Applying the quadratic formula, we have:
x = (-b ± √(b^2 - 4ac)) / 2a
For our equation, a = 24, b = 6, and c = -5.
x = (-6 ± √(6^2 - 4 * 24 * -5)) / 2 * 24
Simplifying further:
x = (-6 ± √(36 + 480)) / 48
x = (-6 ± √(516)) / 48
x = (-6 ± √(4 * 129)) / 48
x = (-6 ± 2√(129)) / 48
We have two solutions for x. Let's call them x1 and x2:
x1 = (-6 + 2√(129)) / 48
x2 = (-6 - 2√(129)) / 48
These are the values of x at which the derivative is equal to zero.

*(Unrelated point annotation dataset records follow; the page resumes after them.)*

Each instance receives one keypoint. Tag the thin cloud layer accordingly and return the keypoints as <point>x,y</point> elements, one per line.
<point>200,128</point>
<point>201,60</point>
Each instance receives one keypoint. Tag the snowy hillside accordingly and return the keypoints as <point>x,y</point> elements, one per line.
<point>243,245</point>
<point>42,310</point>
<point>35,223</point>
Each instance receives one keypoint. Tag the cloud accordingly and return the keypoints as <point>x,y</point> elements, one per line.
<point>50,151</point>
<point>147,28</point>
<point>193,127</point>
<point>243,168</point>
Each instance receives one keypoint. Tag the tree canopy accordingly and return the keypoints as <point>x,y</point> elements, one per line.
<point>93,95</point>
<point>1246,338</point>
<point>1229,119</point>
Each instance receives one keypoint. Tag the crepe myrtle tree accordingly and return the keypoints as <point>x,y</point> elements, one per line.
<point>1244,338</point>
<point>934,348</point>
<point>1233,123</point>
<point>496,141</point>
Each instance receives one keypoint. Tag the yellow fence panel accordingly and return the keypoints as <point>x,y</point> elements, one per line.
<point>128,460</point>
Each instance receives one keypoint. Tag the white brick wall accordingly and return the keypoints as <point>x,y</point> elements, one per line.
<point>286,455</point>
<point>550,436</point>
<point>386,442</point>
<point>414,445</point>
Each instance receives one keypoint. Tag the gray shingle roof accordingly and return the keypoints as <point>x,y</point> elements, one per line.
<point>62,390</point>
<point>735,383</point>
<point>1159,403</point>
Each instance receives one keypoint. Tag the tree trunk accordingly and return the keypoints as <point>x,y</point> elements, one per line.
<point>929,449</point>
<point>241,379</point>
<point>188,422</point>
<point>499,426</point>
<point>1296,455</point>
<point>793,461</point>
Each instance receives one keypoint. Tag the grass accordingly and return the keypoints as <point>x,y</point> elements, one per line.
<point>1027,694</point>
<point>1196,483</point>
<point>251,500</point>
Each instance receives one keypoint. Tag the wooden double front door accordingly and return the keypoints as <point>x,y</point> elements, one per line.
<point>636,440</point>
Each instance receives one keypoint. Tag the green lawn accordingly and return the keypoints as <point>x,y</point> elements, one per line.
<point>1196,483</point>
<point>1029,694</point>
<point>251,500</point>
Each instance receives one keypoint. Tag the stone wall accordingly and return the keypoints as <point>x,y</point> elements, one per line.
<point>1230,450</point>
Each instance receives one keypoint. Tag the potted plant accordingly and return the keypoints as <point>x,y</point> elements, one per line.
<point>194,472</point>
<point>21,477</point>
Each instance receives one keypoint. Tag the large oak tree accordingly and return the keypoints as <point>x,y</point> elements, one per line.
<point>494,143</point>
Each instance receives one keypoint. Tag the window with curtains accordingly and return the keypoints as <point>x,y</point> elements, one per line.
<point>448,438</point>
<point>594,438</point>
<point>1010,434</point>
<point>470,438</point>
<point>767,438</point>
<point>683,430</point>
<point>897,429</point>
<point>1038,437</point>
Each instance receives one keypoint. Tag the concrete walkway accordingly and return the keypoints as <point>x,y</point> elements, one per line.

Next, we need to determine whether these critical points are relative extrema. To do this, we can use the second derivative test. Take the second derivative of the original polynomial t(x):
t''(x) = d/dx(6x - 5 + 24x^2)
t''(x) = 6 + 48x
Now, evaluate the second derivative at each critical point:
t''(x1) = 6 + 48 * [(-6 + 2√(129)) / 48] = 6 - 6 + 2√(129) = 2√(129) > 0
t''(x2) = 6 + 48 * [(-6 - 2√(129)) / 48] = 6 - 6 - 2√(129) = -2√(129) < 0
Since the second derivative is positive at x1 and negative at x2, we have one relative maximum at x1 and one relative minimum at x2.
Therefore, the polynomial t(x) = 3x^2 - 5x + 8x^3 has one relative extremum each at x1 and x2, for a total of 2 relative extrema.